Filter vocalized content-Intelligent Media Services(IMS)-阿里云帮助中心

You can skip specific content in an agent's vocalized responses to deliver a more natural conversational experience.

Overview

An agent's response may contain auxiliary text not intended to be spoken aloud, such as action cues ('adjusts tie'), status markers ('thinking...'), or session terminators ('end of reply'). The text-to-speech (TTS) node provides content filtering to exclude such text from vocalization.

Configure TTS filtering

TTS filtering removes text enclosed in specific bracket types. The following five bracket types are supported:

Full-width parentheses: （）
Half-width parentheses: ()
Full-width square brackets: 【】
Half-width square brackets: []
Curly braces: {}

An agent's response may contain one or more of these bracket types. You can configure the TTS node to filter out text enclosed in any of these brackets. Filtered content is displayed but not vocalized.

Note

If brackets of the same or different types are nested, the filter uses a greedy match and filters all text within the outermost specified pair of brackets.
If brackets in the response text are mismatched or incomplete, the filtering is not applied.

Procedure

Go to the Intelligent Media Service console and click the desired workflow.
On the workflow details page, click Edit in the upper-right corner.
Select the text-to-speech node and configure the Filter option.

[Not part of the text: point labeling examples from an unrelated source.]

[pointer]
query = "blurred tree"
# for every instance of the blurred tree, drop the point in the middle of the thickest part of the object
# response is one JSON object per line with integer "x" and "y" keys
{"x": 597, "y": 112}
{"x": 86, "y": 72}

In the Filter settings, select the desired bracket types and click Save.
Click Save to apply the changes to the workflow.

Examples

The following example shows how text within 【】 and {} is filtered:

- User: The weather is nice today.
- Displayed text: {{emotion=neutral}} Yes, it's sunny.
- Vocalized content: Yes, it's sunny.
- User: How's the weather today?
- Displayed text: 【smiling】 The weather is good today （waves hand）.
- Vocalized content: The weather is good today （waves hand）.